Con aquel gusto suyo tan camp por la diversión, el exceso y el brilli brilli -su modisto sabía que un escote nunca era suficientemente acantilado para la diva-, el ciclón Raffaella llegó al plató de Señoras y señores, de Valerio Lazarov, pisando unos cuantos callos. Tal fue su éxito que de allí salió con un programa especial de cuatro horas que puso de morros a la plutocracia local del cante. E incluso el hermano de una folclórica, creyendo que se estaba burlando «de la música española» -y eso sí que no-, quiso lanzarle un vaso, un espontáneo lo redujo y acabaron todos en comisaría.

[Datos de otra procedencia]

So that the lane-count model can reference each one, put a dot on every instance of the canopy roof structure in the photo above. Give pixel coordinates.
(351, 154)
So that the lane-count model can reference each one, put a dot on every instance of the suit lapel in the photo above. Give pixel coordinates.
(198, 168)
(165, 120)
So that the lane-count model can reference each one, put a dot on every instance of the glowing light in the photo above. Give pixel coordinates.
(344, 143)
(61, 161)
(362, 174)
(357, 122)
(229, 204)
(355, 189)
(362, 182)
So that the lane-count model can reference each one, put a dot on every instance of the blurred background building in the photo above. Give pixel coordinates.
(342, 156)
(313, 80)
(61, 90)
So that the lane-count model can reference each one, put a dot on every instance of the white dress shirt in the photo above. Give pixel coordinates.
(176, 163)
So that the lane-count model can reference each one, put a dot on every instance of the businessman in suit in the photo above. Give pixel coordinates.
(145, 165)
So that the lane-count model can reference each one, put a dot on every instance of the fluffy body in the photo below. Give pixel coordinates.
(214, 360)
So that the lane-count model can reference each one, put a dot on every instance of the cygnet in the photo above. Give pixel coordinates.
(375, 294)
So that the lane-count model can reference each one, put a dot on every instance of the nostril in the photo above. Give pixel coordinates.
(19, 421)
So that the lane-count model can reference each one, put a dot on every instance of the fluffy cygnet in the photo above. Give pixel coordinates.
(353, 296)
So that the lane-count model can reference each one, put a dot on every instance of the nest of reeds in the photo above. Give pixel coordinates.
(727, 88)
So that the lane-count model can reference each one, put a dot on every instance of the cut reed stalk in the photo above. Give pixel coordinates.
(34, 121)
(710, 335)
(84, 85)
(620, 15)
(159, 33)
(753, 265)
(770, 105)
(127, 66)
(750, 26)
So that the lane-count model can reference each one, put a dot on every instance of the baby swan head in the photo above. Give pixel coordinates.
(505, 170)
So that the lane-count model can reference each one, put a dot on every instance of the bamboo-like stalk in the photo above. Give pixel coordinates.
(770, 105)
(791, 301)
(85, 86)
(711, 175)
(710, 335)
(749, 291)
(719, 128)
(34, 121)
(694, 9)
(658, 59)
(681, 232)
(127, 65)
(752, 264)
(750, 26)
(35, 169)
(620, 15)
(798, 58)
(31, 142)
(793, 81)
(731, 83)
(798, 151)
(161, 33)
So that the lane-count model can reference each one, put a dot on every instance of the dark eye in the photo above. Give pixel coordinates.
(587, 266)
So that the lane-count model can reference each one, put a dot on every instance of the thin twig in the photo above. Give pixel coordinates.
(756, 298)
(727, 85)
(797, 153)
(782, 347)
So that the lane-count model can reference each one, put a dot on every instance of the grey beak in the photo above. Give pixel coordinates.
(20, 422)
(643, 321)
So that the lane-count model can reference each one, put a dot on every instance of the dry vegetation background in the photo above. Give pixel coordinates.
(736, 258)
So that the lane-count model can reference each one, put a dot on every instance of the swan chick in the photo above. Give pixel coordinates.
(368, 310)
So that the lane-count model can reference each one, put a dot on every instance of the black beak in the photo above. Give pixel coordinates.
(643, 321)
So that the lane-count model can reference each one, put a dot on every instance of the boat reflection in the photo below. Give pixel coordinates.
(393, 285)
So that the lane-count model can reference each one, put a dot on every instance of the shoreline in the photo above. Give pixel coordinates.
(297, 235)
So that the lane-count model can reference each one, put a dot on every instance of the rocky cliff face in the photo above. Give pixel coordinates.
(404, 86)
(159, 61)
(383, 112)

En su repertorio no había burlas, pero sí fuertes descargas de humor y osadía. Mientras sus colegas del ramo seguían levantando catedrales al tormento amoroso, ella lo mismo cantaba a la masturbación femenina -«Mi dedo está enrojecido de tanto marcar, se mueve solo, sobre mi cuerpo, y marca sin parar: 5-3 /5-3/ 4-5-6»-, que le decía a quien quisiera escucharla que no hay nada menos divertido que el melodrama, así que las chicas debían hacer el favor de pasarlo bien como ella -«hace tiempo que mi cuerpo anda suelto y no lo puedo frenar», decía en Caliente, caliente- porque, al fin y al cabo, como cantaba a golpes de flequillo platino, «en el amor todo es empezar».

Fue justo en aquella época en la que se apuntó el copyright del feminismo con lamé en el que hoy abunda la aristocracia del pop global, cuando la italiana concedió la desconcertante entrevista a Interviú, en la que zanjaba cualquier intento de convertir su no maternidad en un tema de debate, decía que le importaba un pepino envejecer y se declaraba comunista. «Usted, naturalmente, se mirará al espejo», respondió el periodista acto seguido de que la diva le hablara de sus simpatías políticas.

Convicciones

Cuando en 1992 la artista regresó a Madrid para hacer el legendario ¡Hola, Raffaella!, conservaba sus convicciones, y seguramente contradicciones, intactas. «La tipa vivía permanentemente en un estado de excitación política de izquierdas, mientras dirigía departamentos enteros vestida de lentejuelas rojas», escribió tiempo atrás en un ya célebre hilo de Twitter la guionista Almudena Montero, en el que también daba cuenta de cómo impartía lecciones de lo que hoy llamaríamos autodefensa al cuadro de bailarinas o «se te acercaba, te bajaba la piel de ojo y te decía estás anémica perdida, para luego preguntarte por tus condiciones laborales y apagar la luz del plató».

A sus 77 años y tras hacer un amago de retiro en el 2016, Raffaella volvió el año pasado a la RAI con un programa de entrevistas del corte En la tuya o en la mía. Y aunque ha exprimido vivencias y dos amores -primero con el compositor de sus hits Gianni Boncompagni y luego con el coreógrafo una década más joven Sergio Japino- de los que dan por buena una vida, Raffaella ha dado reiteradas calabazas a quien le ha propuesto escribir una biografía o grabar una biopic. «Ella, en el fondo, es un misterio -afirma el director Nacho Álvarez-. Se prodiga poco, es como un mito viviente».